- Born: 24 September 1904 Pencader, Carmarthenshire, Wales
- Died: 8 October 1973 (aged 69) Waterloo, Ontario, Canada
- Known for: Studying applications of the Lie derivative and manifolds
- Spouses: Margaret Helen Picton, Hilda Gladys Boyens
- Children: 1
- Scientific career
- Doctoral advisor: Tullio Levi-Civita

= Evan Tom Davies =

Welsh mathematician

Evan Tom Davies (24 September 1904 – 8 October 1973) was a Welsh mathematician. He studied applications of the Lie derivative as it relates to Riemannian geometry as well as absolute differential calculus, and published a large number of papers relating to the subjects.

==Early life==
Davies was born in 1904 in Pencader, Carmarthenshire, a small village in Wales. He was the son of two farmers and attended a local primary school. After finishing primary school, Davies received a full ride scholarship to Llandysul County School in the neighbouring town of Llandysul. There he became friends with Evan James Williams, a future professor of physics at Aberystwyth University and member of the Royal Society. In 1921, he enrolled in Aberystwyth University. He would graduate with a Bachelor of Science with honours in the field of applied mathematics. After graduation he went to Swansea University where he studied pure mathematics and received his master's degree. Davies would move to Rome in August 1926 to study with the leading expert on absolute differential calculus, Tullio Levi-Civita. There he received his doctorate.

==Career==
In 1930, after a short academic break due to poor health, Davies accepted a position as an assistant lecturer at King's College London. There he was promoted twice, first to Lecturer in 1935, and later to Reader in 1946. Davies was affected by the evacuation of King's College due to the London Blitz and was forced to temporarily relocate to the University of Bristol. After the conclusion of the Second World War and his subsequent promotion to Lecturer; Davie would become the chair of mathematics at the University of Southampton. He stayed at Southampton until his retirement in 1969 at the age of 65. After retirement, he went on to be a professor of mathematics at the University of Calgary for a period two years until leaving to be a professor at the University of Waterloo.
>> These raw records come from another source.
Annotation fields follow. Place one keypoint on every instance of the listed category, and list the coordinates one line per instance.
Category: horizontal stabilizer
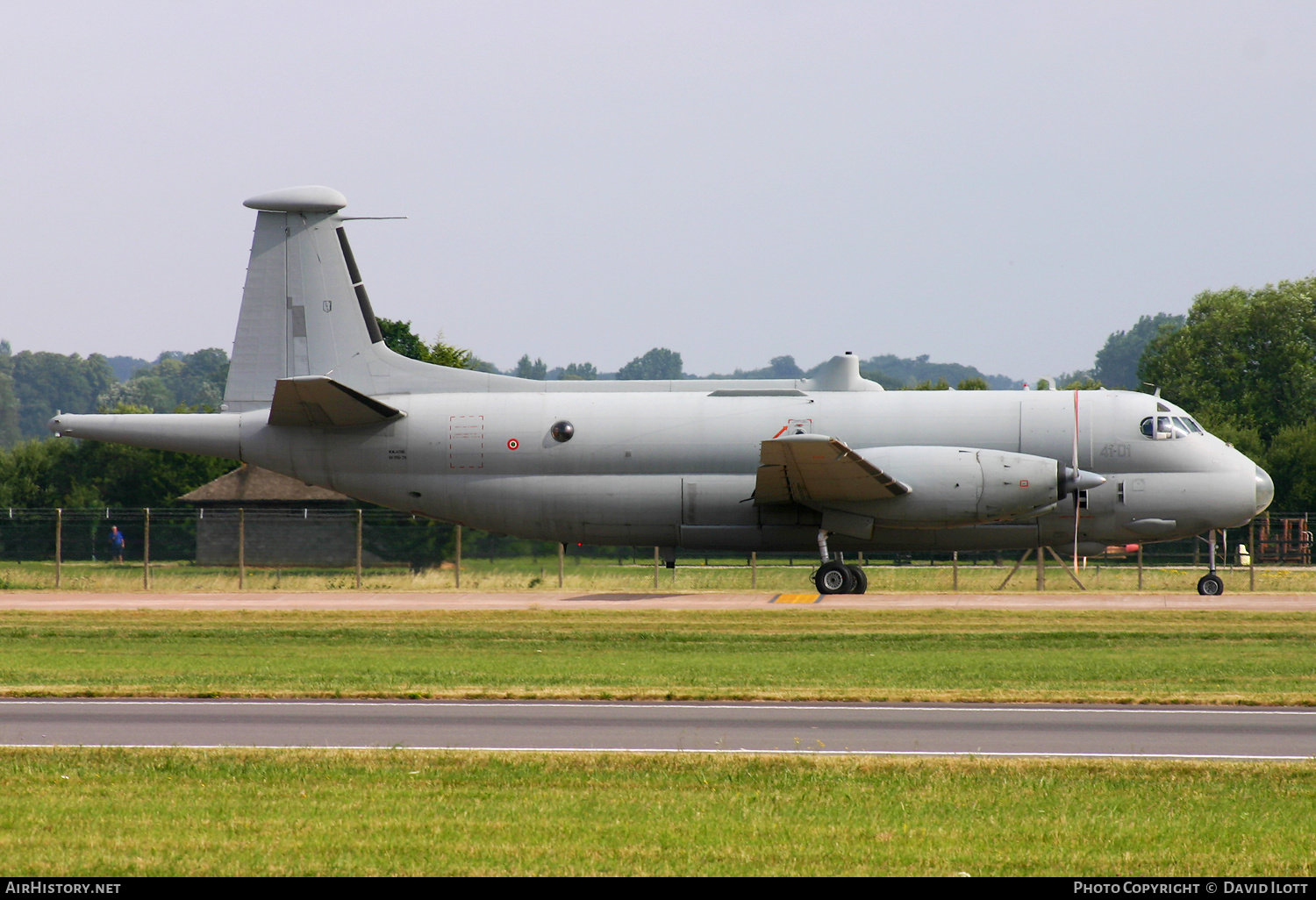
(320, 400)
(813, 468)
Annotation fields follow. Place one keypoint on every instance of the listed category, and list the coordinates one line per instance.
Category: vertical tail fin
(304, 310)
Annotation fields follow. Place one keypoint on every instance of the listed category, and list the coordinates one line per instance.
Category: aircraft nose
(1265, 489)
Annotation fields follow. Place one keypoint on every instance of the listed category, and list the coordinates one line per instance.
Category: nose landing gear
(1210, 584)
(834, 575)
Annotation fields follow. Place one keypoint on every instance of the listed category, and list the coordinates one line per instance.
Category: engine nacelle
(960, 486)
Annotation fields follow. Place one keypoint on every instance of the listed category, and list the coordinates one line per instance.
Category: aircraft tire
(834, 578)
(861, 579)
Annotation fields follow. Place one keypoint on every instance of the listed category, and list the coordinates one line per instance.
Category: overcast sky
(999, 184)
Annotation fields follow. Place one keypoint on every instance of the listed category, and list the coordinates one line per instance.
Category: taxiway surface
(402, 600)
(905, 729)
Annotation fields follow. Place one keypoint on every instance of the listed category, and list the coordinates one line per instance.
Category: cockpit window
(1165, 428)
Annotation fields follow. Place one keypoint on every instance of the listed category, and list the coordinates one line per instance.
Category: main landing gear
(834, 575)
(1210, 584)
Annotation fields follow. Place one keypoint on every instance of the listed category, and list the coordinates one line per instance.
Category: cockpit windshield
(1169, 428)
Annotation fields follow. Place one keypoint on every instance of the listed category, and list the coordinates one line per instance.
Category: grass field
(799, 654)
(295, 812)
(603, 575)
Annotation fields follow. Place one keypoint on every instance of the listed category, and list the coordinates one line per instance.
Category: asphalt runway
(886, 729)
(416, 600)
He died at the age of 69 while employed there.

===Publications===
- On the infinitesimal deformations of a space (1933)
- On the deformation of a subspace (1936)
- On the infinitesimal deformations of tensor submanifolds (1937)
- On the second and third fundamental forms of a subspace (1937)
- Analogues of the Frenet formulae determined by deformation operators (1938)
- Lie derivation in generalized metric spaces (1939)
- Subspaces of a Finsler space (1945)
- Motions in a metric space based on the notion of area (1945)
- The theory of surfaces in a geometry based on the notion of area (1947)
- On the invariant theory of contact transformations (1953)
- Parallel distributions and contact transformations (1966)

==Personal life==
Davies' first marriage was to Margaret Helen Picton in 1941, but she died a few years later in 1944. In 1955 he remarried, to Hilda Gladys Boyens, and they had one son. He made a hobby of linguistics and was fluent in five languages.